Jacques Massol n’est pas le premier membre d’une commission à se faire épingler dans le scandale du Mediator. Pas moins de cinq consultants du laboratoire, aujourd’hui mis en examen, ont été membres de la commission d’AMM ou l’ont présidée dont les professeurs Jean-Michel Alexandre, Charles Caulin (présidents respectivement de 1985 à 1993 et de 1997 à 2003) et Jean-Roger Claude (membre de 1987 à 2013).
Charles Caulin, ancien chef de service à l’hôpital Lariboisière, a eu des contrats avec Servier, de 2000 à 2010, donc en partie pendant la période où il présidait la commission d’AMM. Les montants de ces contrats, représentant environ 50 000 € par an, étaient versés à une société gérée par son épouse, FC Consulting.
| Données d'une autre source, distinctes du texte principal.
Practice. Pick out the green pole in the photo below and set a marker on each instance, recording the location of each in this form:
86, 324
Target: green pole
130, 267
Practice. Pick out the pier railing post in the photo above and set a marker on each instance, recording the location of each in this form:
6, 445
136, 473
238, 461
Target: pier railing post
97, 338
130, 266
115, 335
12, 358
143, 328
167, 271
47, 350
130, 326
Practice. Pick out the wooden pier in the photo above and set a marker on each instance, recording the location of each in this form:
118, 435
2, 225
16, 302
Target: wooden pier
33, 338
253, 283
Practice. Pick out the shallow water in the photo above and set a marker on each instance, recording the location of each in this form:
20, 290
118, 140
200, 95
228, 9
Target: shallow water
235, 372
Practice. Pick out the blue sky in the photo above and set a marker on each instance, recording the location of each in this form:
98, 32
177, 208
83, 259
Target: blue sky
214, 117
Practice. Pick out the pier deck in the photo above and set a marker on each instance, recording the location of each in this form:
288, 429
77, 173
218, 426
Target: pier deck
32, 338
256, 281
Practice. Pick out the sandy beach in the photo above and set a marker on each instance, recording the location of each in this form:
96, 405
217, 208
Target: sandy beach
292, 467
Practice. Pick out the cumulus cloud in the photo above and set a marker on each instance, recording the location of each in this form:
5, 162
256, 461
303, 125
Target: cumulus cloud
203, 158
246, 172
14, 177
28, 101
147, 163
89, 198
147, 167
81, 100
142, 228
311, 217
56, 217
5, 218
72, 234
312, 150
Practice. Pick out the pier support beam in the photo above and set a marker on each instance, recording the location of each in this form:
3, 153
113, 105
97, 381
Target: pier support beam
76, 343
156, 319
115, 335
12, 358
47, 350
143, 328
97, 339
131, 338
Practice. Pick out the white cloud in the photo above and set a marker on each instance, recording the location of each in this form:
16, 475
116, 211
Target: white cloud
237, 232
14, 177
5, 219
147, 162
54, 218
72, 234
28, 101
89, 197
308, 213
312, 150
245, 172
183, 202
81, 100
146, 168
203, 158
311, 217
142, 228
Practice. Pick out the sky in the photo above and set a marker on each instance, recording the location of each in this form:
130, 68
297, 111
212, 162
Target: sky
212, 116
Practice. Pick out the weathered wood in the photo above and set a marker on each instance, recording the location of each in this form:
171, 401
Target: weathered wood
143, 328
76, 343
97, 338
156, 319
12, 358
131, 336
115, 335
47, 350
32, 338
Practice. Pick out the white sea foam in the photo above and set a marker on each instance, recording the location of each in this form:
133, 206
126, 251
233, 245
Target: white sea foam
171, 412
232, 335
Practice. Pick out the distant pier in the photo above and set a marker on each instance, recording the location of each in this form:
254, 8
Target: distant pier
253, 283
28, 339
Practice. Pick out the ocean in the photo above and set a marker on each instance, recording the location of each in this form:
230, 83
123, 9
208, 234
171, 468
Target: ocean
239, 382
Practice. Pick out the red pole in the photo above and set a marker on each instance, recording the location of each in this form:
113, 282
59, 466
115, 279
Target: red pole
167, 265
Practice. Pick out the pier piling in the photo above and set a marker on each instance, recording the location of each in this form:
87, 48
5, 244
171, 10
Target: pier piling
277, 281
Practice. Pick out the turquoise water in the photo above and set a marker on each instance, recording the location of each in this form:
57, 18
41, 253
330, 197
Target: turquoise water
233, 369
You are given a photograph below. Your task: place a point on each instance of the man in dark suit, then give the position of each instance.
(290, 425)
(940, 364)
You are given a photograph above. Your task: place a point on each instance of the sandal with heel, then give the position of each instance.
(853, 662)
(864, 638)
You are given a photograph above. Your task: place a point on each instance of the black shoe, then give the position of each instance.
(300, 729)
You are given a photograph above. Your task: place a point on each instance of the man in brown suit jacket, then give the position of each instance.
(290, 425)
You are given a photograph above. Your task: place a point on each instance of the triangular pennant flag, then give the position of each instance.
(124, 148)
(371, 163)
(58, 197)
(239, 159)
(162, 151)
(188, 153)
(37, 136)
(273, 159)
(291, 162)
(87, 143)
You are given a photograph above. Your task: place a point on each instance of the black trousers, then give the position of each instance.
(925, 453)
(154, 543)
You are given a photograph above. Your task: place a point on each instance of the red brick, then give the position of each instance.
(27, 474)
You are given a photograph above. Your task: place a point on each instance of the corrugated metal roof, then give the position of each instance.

Charles Caulin a notamment eu comme vice-président de la commission d’AMM Jean-Pierre Reynier, pharmacologue marseillais, qui fut, comme nous le décrivions dans notre enquête publiée mardi, l’un des trois piliers avec Bernard Avouac et Gilles Bouvenot (tous deux anciens présidents de la commission de la transparence) du groupe ayant conseillé secrètement les laboratoires pendant une vingtaine d’années.
Le professeur Jean-Roger Claude, lui, a été membre de la commission d’AMM de 1987 à 2013. Il a été consultant de Servier à partir de 1989, et a eu des contrats avec le laboratoire jusqu’à 2013 (durant toute cette période, il a touché de Servier plus de 1,6 million d'euros).
Jean-Michel Alexandre a présidé la commission d'AMM de 1985 à 1993, puis a dirigé la commission d'évaluation de l'agence du médicament de 1993 à 2000, tout en exerçant la même responsabilité au niveau de l’agence européenne. Après avoir pris sa retraite, il a perçu entre 2001 et 2009 un total de 1 163 188 euros versés par le groupe Servier.